Après une crise sévère, une partie du monde de la photo est encore aujourd’hui embourbée dans des problèmes structurels et économiques. Cela fait suite aux crises économiques que nous subissons de manière répétée, mais c’est aussi et surtout le fait de la révolution numérique. Le passage trop brutal de l’argentique au numérique mis tout d’abord à mal l’industrie des émulsions argentiques, des produits connexes ainsi que des services associés ; les laboratoires de développement et de tirage.

Il y a tout d’abord les structures « grand public ». Leur disparitions ou leurs rachats aboutirent à l’existence d’un minimum de très grosses entreprises proposant leurs services de tirages en ligne et à des prix sans aucune commune mesure avec ceux « d’avant ».

Viennent ensuite les laboratoires professionnels. Ils assuraient il y a une dizaine d’années encore, les services destinés aux photographes, une profession qui prospérait, profitant de l’insatiable besoin d’images de notre société en expansion depuis l’après-guerre. Aujourd’hui la demande en matière de développement argentique est devenue quasi inexistante, et celle concernant les tirages photo professionnels s’est rétrécie comme une peau de chagrin…

Enfin, outre l’industrie de la photographie, la profession de photographe eu à subir les conséquences de ces changements.
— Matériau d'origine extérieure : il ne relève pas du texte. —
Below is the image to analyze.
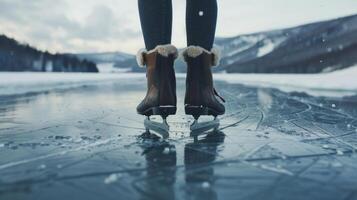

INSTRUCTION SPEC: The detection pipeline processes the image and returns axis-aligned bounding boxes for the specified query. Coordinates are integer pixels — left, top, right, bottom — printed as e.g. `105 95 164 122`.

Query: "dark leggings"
138 0 217 50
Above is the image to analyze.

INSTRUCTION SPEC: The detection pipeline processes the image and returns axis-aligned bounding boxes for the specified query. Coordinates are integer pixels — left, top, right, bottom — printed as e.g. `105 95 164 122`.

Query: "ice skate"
182 46 225 135
137 45 177 137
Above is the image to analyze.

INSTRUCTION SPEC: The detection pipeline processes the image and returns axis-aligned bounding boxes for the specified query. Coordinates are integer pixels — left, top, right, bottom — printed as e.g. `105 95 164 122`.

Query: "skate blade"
144 119 170 138
190 118 220 137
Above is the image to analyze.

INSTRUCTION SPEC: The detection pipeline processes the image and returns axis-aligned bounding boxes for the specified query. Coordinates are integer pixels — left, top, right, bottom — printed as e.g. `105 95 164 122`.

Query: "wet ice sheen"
0 78 357 200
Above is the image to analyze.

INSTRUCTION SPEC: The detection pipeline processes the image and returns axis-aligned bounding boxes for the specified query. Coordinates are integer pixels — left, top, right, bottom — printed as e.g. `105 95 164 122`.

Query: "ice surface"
215 66 357 96
0 73 357 200
0 66 357 97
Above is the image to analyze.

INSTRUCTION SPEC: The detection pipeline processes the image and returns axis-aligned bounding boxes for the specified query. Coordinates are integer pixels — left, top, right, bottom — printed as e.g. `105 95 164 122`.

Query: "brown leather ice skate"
137 45 178 119
182 46 225 119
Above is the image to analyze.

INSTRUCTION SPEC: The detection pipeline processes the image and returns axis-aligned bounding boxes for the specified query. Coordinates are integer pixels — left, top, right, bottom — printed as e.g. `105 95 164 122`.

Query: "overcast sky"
0 0 357 53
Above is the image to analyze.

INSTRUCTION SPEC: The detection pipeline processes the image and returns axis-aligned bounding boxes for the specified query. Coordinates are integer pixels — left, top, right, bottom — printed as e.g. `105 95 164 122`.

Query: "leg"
138 0 172 51
183 0 225 122
136 0 178 135
186 0 217 51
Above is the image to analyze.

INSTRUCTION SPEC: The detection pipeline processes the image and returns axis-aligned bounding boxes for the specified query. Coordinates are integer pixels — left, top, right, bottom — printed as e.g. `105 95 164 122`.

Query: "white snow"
97 62 131 73
214 66 357 97
0 66 357 97
0 72 145 95
257 40 275 57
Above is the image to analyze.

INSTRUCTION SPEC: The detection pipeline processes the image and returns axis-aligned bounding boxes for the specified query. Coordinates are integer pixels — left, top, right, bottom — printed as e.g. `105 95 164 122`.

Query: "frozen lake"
0 75 357 200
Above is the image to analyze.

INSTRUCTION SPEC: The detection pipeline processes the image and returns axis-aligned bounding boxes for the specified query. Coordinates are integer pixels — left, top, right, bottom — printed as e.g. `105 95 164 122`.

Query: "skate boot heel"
185 105 220 119
185 105 209 119
153 106 177 118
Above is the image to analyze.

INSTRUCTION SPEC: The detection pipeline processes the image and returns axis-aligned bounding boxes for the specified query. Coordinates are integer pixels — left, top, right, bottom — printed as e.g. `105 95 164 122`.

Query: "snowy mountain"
216 15 357 73
76 52 137 73
0 35 98 72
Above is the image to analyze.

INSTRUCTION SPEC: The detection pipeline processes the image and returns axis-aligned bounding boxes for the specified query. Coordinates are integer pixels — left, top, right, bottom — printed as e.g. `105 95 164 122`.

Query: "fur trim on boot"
136 44 178 67
181 46 221 66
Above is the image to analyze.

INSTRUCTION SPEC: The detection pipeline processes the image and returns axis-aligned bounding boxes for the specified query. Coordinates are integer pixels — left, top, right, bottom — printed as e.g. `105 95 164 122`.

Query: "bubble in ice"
331 162 343 167
201 181 211 189
104 174 120 184
38 164 47 169
336 149 344 156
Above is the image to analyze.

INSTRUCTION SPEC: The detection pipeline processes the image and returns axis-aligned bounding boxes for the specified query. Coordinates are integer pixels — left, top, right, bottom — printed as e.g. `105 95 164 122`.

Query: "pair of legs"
137 0 225 126
139 0 217 50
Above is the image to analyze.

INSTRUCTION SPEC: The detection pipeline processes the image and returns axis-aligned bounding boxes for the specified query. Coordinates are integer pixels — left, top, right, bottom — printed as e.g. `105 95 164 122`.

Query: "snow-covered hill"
216 15 357 73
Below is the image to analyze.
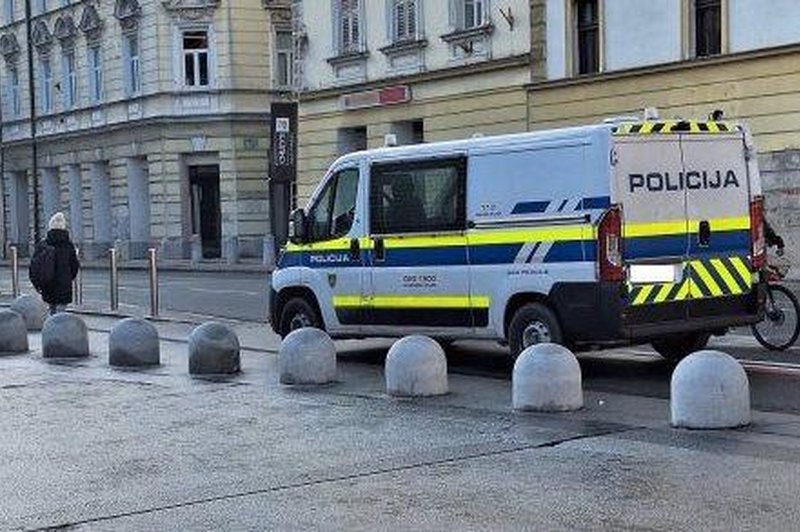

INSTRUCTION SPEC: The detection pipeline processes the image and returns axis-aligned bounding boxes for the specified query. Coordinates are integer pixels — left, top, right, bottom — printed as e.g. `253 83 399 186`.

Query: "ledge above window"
326 50 369 67
439 23 494 44
379 39 428 57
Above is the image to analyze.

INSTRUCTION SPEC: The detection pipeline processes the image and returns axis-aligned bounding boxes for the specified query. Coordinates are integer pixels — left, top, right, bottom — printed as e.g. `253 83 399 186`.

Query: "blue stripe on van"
511 201 550 214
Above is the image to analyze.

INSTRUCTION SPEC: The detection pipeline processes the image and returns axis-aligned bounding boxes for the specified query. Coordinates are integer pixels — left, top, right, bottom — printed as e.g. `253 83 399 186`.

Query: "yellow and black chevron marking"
628 257 753 306
614 120 736 135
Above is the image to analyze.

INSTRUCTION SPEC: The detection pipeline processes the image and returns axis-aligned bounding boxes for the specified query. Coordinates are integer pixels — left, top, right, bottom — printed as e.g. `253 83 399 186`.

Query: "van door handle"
373 237 386 262
697 220 711 247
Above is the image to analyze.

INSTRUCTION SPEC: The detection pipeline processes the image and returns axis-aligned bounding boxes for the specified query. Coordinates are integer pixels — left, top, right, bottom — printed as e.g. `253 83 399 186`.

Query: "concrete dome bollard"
0 310 28 355
11 294 48 331
189 322 240 375
108 318 161 367
278 327 336 384
670 350 750 429
511 343 583 412
42 312 89 358
385 335 448 397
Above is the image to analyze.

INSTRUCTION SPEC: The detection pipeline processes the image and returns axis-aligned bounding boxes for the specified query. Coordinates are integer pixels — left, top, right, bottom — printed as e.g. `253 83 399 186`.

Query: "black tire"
751 284 800 351
278 297 322 337
508 303 564 359
651 332 711 362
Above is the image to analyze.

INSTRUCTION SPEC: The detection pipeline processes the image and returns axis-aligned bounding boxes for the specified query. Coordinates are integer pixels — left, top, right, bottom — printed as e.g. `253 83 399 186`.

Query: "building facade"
0 0 293 261
293 0 531 199
528 0 800 264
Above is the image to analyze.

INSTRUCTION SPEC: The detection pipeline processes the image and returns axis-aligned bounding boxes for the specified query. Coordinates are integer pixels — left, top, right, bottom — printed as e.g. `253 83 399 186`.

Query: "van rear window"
370 158 466 234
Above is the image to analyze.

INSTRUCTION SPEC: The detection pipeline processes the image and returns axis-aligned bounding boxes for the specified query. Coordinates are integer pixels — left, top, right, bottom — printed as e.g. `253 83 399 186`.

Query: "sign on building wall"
269 102 297 183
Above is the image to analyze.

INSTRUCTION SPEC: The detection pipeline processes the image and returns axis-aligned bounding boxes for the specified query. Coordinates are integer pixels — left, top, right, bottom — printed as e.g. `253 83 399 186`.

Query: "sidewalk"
0 318 800 531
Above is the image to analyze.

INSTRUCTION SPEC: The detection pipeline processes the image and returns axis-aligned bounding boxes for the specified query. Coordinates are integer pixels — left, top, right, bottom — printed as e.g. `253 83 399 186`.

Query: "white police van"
270 114 765 358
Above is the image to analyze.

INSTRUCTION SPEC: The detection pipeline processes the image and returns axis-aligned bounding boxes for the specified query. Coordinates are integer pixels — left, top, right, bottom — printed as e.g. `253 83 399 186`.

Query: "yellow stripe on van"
622 216 750 238
711 259 742 295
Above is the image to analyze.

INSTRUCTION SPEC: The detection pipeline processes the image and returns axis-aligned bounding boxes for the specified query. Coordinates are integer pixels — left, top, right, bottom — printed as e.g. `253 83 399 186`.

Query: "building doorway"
188 164 222 259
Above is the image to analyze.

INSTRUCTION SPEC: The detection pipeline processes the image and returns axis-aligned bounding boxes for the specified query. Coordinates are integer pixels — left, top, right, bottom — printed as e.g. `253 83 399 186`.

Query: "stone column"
125 157 150 258
89 161 112 257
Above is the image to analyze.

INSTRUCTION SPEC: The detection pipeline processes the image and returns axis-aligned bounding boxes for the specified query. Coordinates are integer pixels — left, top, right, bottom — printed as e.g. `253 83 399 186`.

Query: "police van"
270 114 766 358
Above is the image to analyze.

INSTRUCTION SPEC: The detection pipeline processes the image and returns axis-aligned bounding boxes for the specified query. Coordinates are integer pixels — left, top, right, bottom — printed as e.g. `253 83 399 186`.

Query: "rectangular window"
464 0 486 29
309 168 358 241
61 50 78 109
392 0 417 42
39 59 53 113
275 31 294 87
575 0 600 74
694 0 722 57
183 31 208 87
123 34 142 96
337 0 361 54
3 0 14 24
87 44 103 104
8 67 22 118
370 158 466 234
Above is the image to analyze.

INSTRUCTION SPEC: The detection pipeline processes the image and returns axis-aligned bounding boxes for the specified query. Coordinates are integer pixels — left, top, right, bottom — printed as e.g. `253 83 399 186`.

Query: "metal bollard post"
147 248 158 318
109 248 119 311
11 246 19 299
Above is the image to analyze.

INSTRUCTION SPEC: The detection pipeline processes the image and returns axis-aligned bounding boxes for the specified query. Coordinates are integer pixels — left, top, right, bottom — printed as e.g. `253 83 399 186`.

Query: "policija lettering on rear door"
628 170 740 194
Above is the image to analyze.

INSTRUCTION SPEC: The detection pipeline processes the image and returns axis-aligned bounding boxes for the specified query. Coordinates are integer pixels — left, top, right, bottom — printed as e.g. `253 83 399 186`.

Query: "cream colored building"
294 0 531 202
528 0 800 263
0 0 292 261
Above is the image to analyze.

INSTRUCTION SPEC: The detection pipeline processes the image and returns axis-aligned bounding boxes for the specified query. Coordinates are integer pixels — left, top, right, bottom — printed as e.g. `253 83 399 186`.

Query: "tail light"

D’abord l’ancien « photographe de quartier », jadis en même temps photographe portraitiste et commerçant, a aujourd’hui disparu. Nous pouvons maintenant nous procurer le matériel et accéder aux services dans des grandes structures commerciales, qui vendent en général également via internet…

Puis il y a les « photographes professionnels » dont le métier consiste à prendre des clichés dans le domaine du journalisme de l’industrie ou de la publicité. Cette profession florissante il y a encore une vingtaine d’années fut elle aussi mise à mal, quoi que de manière très inégale…

Il existait, « avant », une demande importante en matière de prises de vue destinées à la communication, et que les entreprises confiaient aux professionnels de la photo. Outre la publicité, il y avait tous ces travaux courants de prises de vue de produits par exemple, ou encore la « photographie industrielle » destinée aux documentations internes ou promotionnelles, et qui permettaient à un grand nombre de professionnels de travailler et de vivre confortablement. Mais en raison d’un contexte économique défavorable et des possibilités nouvelles offertes par la technologie numérique, les petites et moyennes entreprises se donnèrent les moyens d’assurer elles-mêmes les travaux courants de communication. La première conséquence fut donc une diminution importante de travail pour un certain nombre de photographes. Mais aussi, le déséquilibre entre l’offre et la demande provoqua un effondrement général des prix de la prestation de prise de vue. Egalement, l’utilisation publique des images encore aujourd’hui réglementée par le code de la propriété intellectuelle, et qui permettait aux professionnels de percevoir des droits sur la publication ou l’exposition de leurs images, est en passe de devenir caduque. Dans l’usage, la réalisation sur commande d’un certain type de photos est souvent considérée comme un simple service, et les images comme appartenant entièrement au commanditaire.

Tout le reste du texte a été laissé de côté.